Nurses and other health care professionals should avoid using the terms "mom" and "dad" to refer to family relationships since the terms could be offensive to homosexual couples with children, a new directive published by Scotland's National Health Service recommends.
Issued in conjunction with the country's leading homosexual activist organization Stonewall Scotland, the publication is entitled Fair For All — The Wider Challenge: Good LGBT Practice in the NHS. Americans for Truth reported February 11 on the publication's release.
The booklet calls for a "zero-tolerance policy to discriminatory language" among Scotland's health care system. Included in discriminatory language is the use of terms that assume a traditional family structure of mother, father and children, according to the NHS directive.
"LGBT [Lesbian, Gay, Bisexual and Transgendered] people can and do have children, sexual orientation or gender identity has nothing to do with good parenting or good child care," the booklet states.
"Individual circumstances lead to varied family structures and parenting arrangements. It is important to be aware of this. When talking to children, consider using "parents," "carers" or "guardians" rather than "mother" or "father."
Along the same lines, the directive points out, use of the terms "husband," "wife" and "marriage" is not acceptable since such terms exclude lesbian, gay and bisexual people. Instead, health care workers should use the terms "partners" and "next of kin." Since "next of kin" is often understood to mean nearest blood relative, however, the booklet recommends that it may be preferable to use "partner, close friend or close relative" to avoid confusion.
"This allows the patient to identify and choose who is important to them."
Other recommendations include ensuring the health care environment is visually reassuring to LGBT people, with posters and magazines on LGBT issues on display.
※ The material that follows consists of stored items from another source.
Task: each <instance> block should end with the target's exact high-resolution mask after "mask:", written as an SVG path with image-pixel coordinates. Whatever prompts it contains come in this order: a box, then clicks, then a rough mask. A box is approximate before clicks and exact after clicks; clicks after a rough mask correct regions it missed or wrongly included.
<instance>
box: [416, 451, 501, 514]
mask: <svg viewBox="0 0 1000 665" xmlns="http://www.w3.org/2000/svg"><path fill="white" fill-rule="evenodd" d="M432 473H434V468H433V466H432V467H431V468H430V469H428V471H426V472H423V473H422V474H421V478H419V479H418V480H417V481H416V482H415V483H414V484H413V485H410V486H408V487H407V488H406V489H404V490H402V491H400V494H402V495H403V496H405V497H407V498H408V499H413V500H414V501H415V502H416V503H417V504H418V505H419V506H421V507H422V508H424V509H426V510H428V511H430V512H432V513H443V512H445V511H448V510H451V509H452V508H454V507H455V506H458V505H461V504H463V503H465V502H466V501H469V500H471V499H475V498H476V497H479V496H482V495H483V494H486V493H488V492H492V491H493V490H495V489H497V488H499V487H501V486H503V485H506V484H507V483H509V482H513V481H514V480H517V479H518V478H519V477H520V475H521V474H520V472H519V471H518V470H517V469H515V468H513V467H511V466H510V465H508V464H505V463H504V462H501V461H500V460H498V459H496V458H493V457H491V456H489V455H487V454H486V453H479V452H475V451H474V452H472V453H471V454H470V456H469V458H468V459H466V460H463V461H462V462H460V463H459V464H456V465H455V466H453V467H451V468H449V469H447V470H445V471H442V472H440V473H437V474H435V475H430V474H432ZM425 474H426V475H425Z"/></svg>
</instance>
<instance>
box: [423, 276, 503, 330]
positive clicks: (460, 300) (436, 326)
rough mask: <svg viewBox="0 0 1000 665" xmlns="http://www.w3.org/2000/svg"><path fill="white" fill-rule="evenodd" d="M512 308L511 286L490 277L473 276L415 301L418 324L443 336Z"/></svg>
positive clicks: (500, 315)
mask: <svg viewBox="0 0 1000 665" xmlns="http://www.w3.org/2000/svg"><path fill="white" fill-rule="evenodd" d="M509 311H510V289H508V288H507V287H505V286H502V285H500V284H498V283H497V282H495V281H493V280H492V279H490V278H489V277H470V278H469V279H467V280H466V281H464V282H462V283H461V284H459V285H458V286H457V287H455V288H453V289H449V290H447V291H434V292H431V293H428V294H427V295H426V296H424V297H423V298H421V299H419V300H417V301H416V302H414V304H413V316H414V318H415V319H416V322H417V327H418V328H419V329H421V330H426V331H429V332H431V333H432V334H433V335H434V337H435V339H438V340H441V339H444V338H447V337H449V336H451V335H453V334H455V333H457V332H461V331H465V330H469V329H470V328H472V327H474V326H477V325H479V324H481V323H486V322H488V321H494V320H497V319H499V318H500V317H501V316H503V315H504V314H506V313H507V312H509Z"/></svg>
"Posters with positive images of same-sex couples, alongside similar material depicting opposite-sex couples, should be displayed in all areas e.g. waiting areas, hospital wards."
In order to better ensure the comfort and security of LGBT people in the health care environment, the NHS calls for sexual identity "monitoring forms" to be included in all registration procedures for both staff and patients. The booklet recommends five reply options to the question of sexual orientation, including "Lesbian," "Gay," "Bisexual," "Heterosexual," and "Other." Sections recording gender should be changed to have three reply options, "Male," "Female," or "Other," "where people can define their own gender."
Among guidelines for implementing pro-LGBT policies in the health care system, the directive requires that management or team leader job descriptions include a mandatory commitment to combating any "discriminatory" language or attitudes among staff.
The booklet was funded by taxpayers through the NHS Education for Scotland, as part of the Equality and Diversity program.